L'interdiction de circulation des véhicules Crit'Air 3 est prévue dans l'Eurométropole de Strasbourg à partir de 2027. Elle n'a jamais été mise en place avec des contrôles effectifs. La canicule de juin 2026 l'impose en quarante-huit heures. (ICI Grand Est, 25 juin 2026) Strasbourg n'est pas seule dans cette situation. Lyon, Paris, Grenoble, Marseille ont toutes des ZFE à des stades différents de déploiement. Toutes ont aussi des épisodes de pollution à l'ozone qui activent des restrictions temporaires pendant les pics caniculaires. La différence entre une ZFE permanente et une circulation différenciée d'urgence tient à un seul paramètre : la continuité. Une restriction permanente envoie un signal clair aux acheteurs de véhicules et permet une adaptation progressive du parc. Une restriction d'urgence, aussi bien intentionnée soit-elle, laisse les ménages dans l'incertitude.
La vague de chaleur de juin 2026 pourrait, paradoxalement, accélérer ce débat. Elle montre en temps réel ce que la pollution automobile fait à l'air quand les conditions météo s'y prêtent. Et elle montre que les autorités ont les outils pour intervenir vite quand elles y sont contraintes. La question qui reste posée est simple : pourquoi attendre d'y être contraint ?
CE QUI S'APPLIQUE AUJOURD'HUI À STRASBOURG
Circulation différenciée active depuis le 25 juin à 6h00, jusqu'à la levée de l'alerte ozone niveau 2.
Interdit de circuler de 6h à 22h : Crit'Air 3 (diesels 2001-2010), Crit'Air 4 (diesels avant 2001), Crit'Air 5 et non classés.
Autorisés : Crit'Air E (électriques/hydrogène), Crit'Air 1, Crit'Air 2.
Axes exemptés : A4, A35 jusqu'à Vendenheim, M35 jusqu'à Geispolsheim, M353, M83, A355.
Exemptions personnelles : professionnels de santé, agents de service public en mission essentielle, titulaires de carte de stationnement handicapé.
Amende en cas d'infraction : 68 euros (véhicules légers), 135 euros (poids lourds au-dessus de 3,5 tonnes).
Transports en commun gratuits dans l'Eurométropole de Strasbourg et à Mulhouse pendant l'épisode.
Activité sportive interdite de 10h à 22h dans tout le Bas-Rhin (arrêté préfectoral, vigilance rouge canicule).

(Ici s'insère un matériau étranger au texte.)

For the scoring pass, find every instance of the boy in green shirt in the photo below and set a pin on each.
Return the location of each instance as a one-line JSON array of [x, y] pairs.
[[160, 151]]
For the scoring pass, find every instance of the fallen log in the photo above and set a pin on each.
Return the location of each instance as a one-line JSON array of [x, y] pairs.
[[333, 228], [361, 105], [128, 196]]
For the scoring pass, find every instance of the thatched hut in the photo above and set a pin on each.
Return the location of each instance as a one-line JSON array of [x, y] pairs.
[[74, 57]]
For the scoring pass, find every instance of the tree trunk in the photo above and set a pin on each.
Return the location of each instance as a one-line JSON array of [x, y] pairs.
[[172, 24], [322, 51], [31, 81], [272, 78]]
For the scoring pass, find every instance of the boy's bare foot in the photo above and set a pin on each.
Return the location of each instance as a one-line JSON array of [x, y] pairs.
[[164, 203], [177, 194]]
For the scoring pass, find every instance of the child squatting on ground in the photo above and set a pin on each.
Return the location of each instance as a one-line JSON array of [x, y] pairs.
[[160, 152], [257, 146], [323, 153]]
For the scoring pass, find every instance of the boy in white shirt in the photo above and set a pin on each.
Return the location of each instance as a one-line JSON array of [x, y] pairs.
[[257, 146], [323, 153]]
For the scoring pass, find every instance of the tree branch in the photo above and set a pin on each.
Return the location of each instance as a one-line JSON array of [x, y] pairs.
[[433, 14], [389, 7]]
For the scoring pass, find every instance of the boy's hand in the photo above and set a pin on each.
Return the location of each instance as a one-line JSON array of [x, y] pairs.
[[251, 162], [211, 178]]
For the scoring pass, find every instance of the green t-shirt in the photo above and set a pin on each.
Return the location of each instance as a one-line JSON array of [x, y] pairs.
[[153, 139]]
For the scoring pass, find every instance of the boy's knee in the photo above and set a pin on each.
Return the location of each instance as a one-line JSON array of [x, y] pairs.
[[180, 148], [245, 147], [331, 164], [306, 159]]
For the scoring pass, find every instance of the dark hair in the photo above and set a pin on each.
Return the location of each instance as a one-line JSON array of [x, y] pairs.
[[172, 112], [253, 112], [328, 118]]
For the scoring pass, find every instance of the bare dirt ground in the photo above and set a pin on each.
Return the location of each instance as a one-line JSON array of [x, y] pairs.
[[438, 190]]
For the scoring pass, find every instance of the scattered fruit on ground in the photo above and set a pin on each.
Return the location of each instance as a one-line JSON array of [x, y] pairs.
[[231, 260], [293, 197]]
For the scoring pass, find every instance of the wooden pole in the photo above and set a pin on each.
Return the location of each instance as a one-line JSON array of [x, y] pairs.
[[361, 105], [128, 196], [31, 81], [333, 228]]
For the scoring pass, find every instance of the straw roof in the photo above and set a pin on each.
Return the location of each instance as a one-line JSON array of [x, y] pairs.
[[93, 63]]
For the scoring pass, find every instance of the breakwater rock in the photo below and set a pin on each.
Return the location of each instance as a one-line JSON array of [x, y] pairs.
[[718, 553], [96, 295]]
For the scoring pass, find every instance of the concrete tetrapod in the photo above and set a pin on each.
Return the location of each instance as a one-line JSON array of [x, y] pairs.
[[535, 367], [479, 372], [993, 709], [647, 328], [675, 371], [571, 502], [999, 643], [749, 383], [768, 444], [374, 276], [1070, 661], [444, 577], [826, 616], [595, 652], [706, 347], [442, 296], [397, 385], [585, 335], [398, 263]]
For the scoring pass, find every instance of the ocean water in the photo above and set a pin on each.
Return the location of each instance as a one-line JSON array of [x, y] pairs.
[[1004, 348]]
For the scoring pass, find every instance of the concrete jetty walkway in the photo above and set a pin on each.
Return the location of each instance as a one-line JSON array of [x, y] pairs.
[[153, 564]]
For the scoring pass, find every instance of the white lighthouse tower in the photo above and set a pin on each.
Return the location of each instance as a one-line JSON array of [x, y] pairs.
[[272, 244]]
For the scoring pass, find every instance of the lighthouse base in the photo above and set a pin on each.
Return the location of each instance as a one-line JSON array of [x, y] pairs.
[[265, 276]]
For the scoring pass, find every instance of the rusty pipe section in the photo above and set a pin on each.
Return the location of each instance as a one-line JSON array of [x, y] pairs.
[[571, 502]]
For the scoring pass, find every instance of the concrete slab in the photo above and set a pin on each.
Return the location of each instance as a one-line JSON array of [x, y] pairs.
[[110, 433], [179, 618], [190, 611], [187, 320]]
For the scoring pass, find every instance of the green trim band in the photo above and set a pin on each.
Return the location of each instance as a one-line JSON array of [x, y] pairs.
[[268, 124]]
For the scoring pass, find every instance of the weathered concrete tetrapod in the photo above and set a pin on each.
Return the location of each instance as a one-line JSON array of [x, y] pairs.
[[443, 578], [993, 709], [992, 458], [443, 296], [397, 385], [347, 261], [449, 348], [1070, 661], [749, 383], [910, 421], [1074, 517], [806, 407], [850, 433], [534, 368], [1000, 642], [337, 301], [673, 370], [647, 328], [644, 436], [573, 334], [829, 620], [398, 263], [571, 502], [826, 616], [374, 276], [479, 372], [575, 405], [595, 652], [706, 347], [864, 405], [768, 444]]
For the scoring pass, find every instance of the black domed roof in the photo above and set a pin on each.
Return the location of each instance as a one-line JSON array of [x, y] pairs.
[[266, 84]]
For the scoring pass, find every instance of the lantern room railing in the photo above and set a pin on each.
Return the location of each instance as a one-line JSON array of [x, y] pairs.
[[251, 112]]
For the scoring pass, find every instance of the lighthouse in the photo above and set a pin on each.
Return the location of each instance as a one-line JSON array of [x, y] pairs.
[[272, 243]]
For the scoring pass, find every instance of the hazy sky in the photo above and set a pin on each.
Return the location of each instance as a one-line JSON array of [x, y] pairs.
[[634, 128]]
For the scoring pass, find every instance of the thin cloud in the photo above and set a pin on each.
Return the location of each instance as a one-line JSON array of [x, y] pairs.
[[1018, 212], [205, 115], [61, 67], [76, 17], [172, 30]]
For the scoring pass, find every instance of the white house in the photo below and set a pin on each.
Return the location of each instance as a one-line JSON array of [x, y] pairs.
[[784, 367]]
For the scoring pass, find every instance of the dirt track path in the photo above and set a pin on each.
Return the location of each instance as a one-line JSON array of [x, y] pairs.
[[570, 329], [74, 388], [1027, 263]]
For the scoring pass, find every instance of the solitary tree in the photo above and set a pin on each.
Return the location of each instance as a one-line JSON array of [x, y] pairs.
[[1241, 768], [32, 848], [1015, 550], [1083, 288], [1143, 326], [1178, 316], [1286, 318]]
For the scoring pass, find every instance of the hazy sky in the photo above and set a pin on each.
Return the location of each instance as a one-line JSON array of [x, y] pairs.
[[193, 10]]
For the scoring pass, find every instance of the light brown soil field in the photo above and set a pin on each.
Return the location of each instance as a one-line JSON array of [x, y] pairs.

À Strasbourg, depuis ce matin, les vieux diesels restent au garage et les trams roulent gratis. C'est une mesure d'urgence née d'une crise climatique. Elle ressemble à ce que certains élus promettent depuis des années comme une politique durable. La différence entre les deux, c'est que l'une dure jusqu'à la levée de l'alerte. L'autre durerait jusqu'à ce que l'air soit propre pour de bon.